The Amherst Town Council adopted a bylaw protecting access to reproductive and gender-affirming healthcare at its most recent meeting, on Oct. 16. Taking effect on Oct. 23, it prevents town employees and staff from disclosing identifying information of anyone who uses these services in Amherst.
The measure is primarily designed to protect people that come from states that have criminalized access to reproductive or gender-affirming care from lawsuits for seeking that care out of state.
“The reality in Amherst is that we have a huge transient population, a lot of whom are coming from states where this care is criminalized,” said Ana Devlin Gauthier, a member of the council from District 5 who co-sponsored the bylaw. “It’s important everywhere, but in Amherst especially it’s important, because I would say the risk is higher for us here that this could happen [a lawsuit], given the number of college students here.”
After the Supreme Court struck down Roe v. Wade in June 2022, Massachusetts Governor Charlie Baker instituted an executive order protecting healthcare providers from prosecution if they provided care to out-of-state residents, as well as the right of patients to seek care in the state.
But the state law did not address potential lawsuits against those patients from states that have made it illegal to seek out-of-state care.
“When you start looking at states like Texas and Florida that started criminalizing not just access in their own state but going across borders to other states — the state law didn’t really address that part of it,” said Mandi Jo Hanneke, an at-large member of the Amherst town council, who co-sponsored the bylaw with Devlin Gauthier. Devlin Gauthier also serves as learning and development facilitator at the college and represents its district.
Hanneke and Devlin Gauthier saw an opportunity to fill in the gap left by the state law on a municipal level. “One thing we were looking at with other towns is can we as a town say ‘our employees aren’t gonna help you with that lawsuit, sorry,”’ Hanneke said.
She mentioned several potential methods of identifying patients the town would protect from being exposed. “We’re not gonna hand over videos, or if we have our own public health nurse, even if it's not actual public health data, we’re not gonna hand that over,” Hanneke said. “We’re not gonna hand over the license plate data from the person you’re looking to see that they were parked outside in the parking lot with a friend.”
For Lily Popoli ’24E, who helped work on a reparations bill the town council adopted, the measure is crucial.
“I think this is a great bylaw given the current attack on reproductive and gender-affirming healthcare rights,” she said. “It would be nice to live in a world where people could make decisions about their health without being scrutinized, but that’s not the case. Privacy is crucial to ensure people who want to make decisions about their body can do so without fear of retaliation.”
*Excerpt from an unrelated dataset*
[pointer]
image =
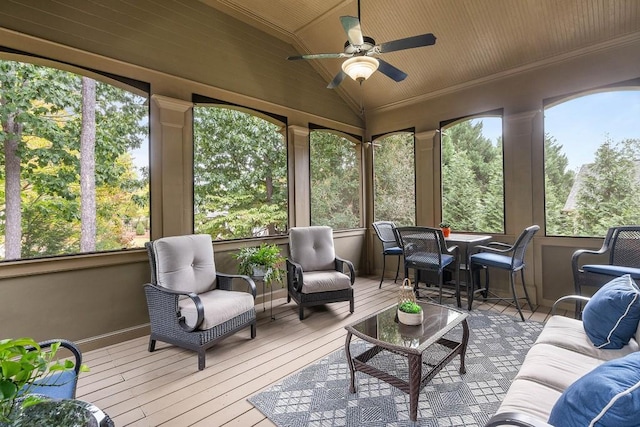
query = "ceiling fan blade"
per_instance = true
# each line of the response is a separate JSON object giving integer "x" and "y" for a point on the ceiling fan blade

The bylaw passed without much opposition.
“It went to committee and the committee took care of it fairly quickly. I would say it was one of the smoother processes we have had,” Hanneke said.
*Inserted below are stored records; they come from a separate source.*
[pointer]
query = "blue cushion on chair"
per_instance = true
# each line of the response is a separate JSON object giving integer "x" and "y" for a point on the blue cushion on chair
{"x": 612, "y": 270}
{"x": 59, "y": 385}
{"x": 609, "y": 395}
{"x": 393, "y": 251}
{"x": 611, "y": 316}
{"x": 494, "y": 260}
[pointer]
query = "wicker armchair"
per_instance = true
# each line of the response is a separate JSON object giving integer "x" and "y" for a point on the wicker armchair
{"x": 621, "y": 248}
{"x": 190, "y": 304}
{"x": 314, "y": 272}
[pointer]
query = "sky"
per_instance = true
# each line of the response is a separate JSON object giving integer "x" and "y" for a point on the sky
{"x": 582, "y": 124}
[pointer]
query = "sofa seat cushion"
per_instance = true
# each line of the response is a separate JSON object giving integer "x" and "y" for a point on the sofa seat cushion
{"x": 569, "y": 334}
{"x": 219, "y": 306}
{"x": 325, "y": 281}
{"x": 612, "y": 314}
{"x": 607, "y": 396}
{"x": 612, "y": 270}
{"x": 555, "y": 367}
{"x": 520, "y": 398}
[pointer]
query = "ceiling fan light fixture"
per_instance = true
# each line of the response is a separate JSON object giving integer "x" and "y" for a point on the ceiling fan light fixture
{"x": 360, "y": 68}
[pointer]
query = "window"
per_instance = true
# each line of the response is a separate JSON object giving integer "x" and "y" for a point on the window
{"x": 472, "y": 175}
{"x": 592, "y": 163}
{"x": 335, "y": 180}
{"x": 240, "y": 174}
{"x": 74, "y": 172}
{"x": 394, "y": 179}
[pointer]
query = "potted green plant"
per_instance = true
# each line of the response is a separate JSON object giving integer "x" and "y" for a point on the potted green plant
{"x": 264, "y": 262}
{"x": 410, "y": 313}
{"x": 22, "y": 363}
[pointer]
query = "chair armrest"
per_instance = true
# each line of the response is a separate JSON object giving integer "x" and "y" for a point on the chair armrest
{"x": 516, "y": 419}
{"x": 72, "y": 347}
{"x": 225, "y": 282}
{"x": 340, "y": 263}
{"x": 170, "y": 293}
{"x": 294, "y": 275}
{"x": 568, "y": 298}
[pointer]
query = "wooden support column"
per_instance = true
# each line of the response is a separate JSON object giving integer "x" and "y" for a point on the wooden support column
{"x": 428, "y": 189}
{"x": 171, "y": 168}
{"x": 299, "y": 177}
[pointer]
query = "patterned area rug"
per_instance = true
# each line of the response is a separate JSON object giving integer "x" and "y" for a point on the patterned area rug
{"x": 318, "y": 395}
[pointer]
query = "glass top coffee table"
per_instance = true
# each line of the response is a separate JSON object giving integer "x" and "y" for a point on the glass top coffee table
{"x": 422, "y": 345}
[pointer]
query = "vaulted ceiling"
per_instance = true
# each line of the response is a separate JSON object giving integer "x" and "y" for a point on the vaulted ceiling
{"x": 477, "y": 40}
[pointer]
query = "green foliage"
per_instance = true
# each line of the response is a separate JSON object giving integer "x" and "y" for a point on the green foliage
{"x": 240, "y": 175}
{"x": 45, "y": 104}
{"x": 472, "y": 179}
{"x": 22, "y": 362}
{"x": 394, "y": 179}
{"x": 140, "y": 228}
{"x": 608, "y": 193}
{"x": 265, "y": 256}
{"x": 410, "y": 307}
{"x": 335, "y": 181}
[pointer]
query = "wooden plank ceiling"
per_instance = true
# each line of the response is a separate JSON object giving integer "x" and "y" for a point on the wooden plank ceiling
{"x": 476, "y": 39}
Indeed, the measure was adopted as part of the council’s consent agenda, which is reserved for non-controversial items. Any councilor can unilaterally remove an item from this agenda if they would like it to be discussed further. The bylaw passed the final council vote unanimously.
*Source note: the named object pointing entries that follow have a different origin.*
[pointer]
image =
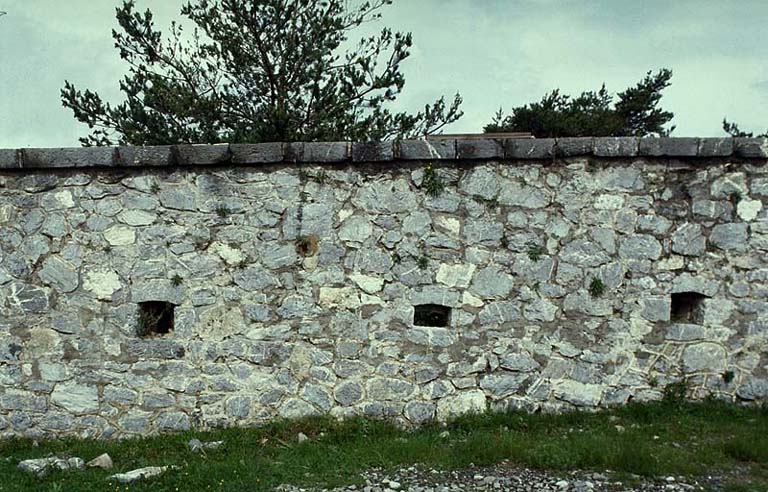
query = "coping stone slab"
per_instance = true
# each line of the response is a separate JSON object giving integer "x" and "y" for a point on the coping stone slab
{"x": 715, "y": 147}
{"x": 574, "y": 146}
{"x": 153, "y": 155}
{"x": 262, "y": 153}
{"x": 750, "y": 147}
{"x": 201, "y": 154}
{"x": 670, "y": 147}
{"x": 325, "y": 152}
{"x": 486, "y": 148}
{"x": 530, "y": 148}
{"x": 373, "y": 151}
{"x": 616, "y": 146}
{"x": 424, "y": 150}
{"x": 68, "y": 157}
Despite this, Devlin Gauthier noted that the bylaw faced two obstacles. “The first was a question about legality,” she said. Legal advisors expressed concern that the measure was incredibly broad, covering town employees as well as anyone who received funds from the town of Amherst. But the bill’s co-sponsors maintained that the bylaw’s breadth was intentional.
The second potential hurdle was a philosophical one. There was a question about whether this was an appropriate action for the town council, Devlin Gauthier said.
“We felt yes, we felt that this was an important municipal action we should be taking,” Devlin Gauthier said. “We’ve gotten support from groups like Reproductive Equity Now that are using our bylaw and bylaws in Easthampton and Salem to bring this to other towns and cities as well,” she added.
Devlin Gauthier had originally proposed a bylaw relating to the banning of crisis pregnancy centers, but later withdrew it after similar bylaws in neighboring towns were embroiled in legal trouble.
But after Hanneke received an email from a resident asking what she was doing to help with access to reproductive care, she said that she was inspired to work with Devlin Gauthier and figure out a path to do something. “One of the things I’ve taken to heart as a councilor is that we shouldn’t just hear complaints and hear desires, we need to do something about them,” she said.
“Living in a state like Massachusetts sometimes can feel a little bit helpless, because we’ve already done so much to protect our folks and guarantee access to gender-affirming care and reproductive care,” Devlin Gauthier said. “But in that I kind of was like, ‘Nope, that’s not a stance, that’s not the way I think about the world. Let me figure out a way.’ And this was the way that I found.”